Histopathological analysis of glomerulae by periodic acid-Schiff staining. Original magnification ×320: A, lean; B, ZDF control; C, ZDF treated with JTT-501 (147 mg kg⁻¹ day⁻¹).

Figure 7

Effect of JTT-501 and troglitazone on MNCV in ZDF rats. After administration for 14 weeks, the measurement MNCV was performed as described in Methods. Each column represents the mean±s.e.mean (n=8). ¶P<0.05, ¶¶P<0.01 vs lean (Student's t-test). ^*P<0.05, ^**P<0.01 vs ZDF control (ANOVA followed by Dunnett's test). †P<0.05, ††P<0.01 vs ZDF control (Student's t-test).

Figure 8

Effects of JTT-501 and troglitazone on BMD in ZDF rats. After administration for 15 weeks, BMC (A) and scanned area (B) were measured as described in Methods. BMD (C) was calculated by BMC dividing by scanned area.

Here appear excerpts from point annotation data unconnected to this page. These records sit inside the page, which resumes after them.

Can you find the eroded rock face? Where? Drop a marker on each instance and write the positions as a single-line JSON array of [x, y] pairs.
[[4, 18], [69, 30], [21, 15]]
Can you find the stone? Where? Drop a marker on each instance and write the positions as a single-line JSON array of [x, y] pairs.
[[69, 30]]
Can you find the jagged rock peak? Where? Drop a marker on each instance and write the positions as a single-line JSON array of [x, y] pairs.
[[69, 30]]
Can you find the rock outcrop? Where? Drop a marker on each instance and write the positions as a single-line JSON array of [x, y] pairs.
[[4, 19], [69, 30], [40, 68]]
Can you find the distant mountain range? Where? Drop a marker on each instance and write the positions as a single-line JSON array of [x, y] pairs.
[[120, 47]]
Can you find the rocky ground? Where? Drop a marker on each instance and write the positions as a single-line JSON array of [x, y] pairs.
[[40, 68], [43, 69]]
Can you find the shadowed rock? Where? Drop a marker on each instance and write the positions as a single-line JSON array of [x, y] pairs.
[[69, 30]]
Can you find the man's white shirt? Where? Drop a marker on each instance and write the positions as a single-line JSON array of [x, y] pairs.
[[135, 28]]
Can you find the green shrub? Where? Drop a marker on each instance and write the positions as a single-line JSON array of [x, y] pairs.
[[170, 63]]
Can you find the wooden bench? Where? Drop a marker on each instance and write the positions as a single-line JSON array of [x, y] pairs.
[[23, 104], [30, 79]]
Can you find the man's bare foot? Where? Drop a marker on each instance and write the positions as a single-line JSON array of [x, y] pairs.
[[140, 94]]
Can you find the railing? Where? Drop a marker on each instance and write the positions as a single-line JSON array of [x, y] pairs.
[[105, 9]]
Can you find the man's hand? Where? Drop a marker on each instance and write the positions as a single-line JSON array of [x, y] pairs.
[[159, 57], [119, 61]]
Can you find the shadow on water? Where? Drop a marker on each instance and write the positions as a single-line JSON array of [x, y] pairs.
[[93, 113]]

Each column represents the mean±s.e.mean (n=8). ¶P<0.05, ¶¶P<0.01 vs lean (Student's t-test). ^*P<0.05, ^**P<0.01 vs ZDF control (ANOVA followed by Dunnett's test). †P<0.05, ††P<0.01 vs ZDF control (Student's t-test).

Figure 9

Effects of JTT-501 and troglitazone on serum or urinary calcium, serum osteocalcin, and urinary DPD in ZDF rats. Using serum and urine samples at 13–15 weeks administration, serum calcium (A), urinary calcium (B), serum osteocalcin (C), and urinary DPD (D) were measured as described in Methods. Each column represents the mean±s.e.mean (n=8). ¶P<0.05, ¶¶P<0.01 vs lean (Student's t-test). ^*P<0.05, ^**P<0.01 vs ZDF control (ANOVA followed by Dunnett's test). †P<0.05, ††P<0.01 vs ZDF control (Student's t-test).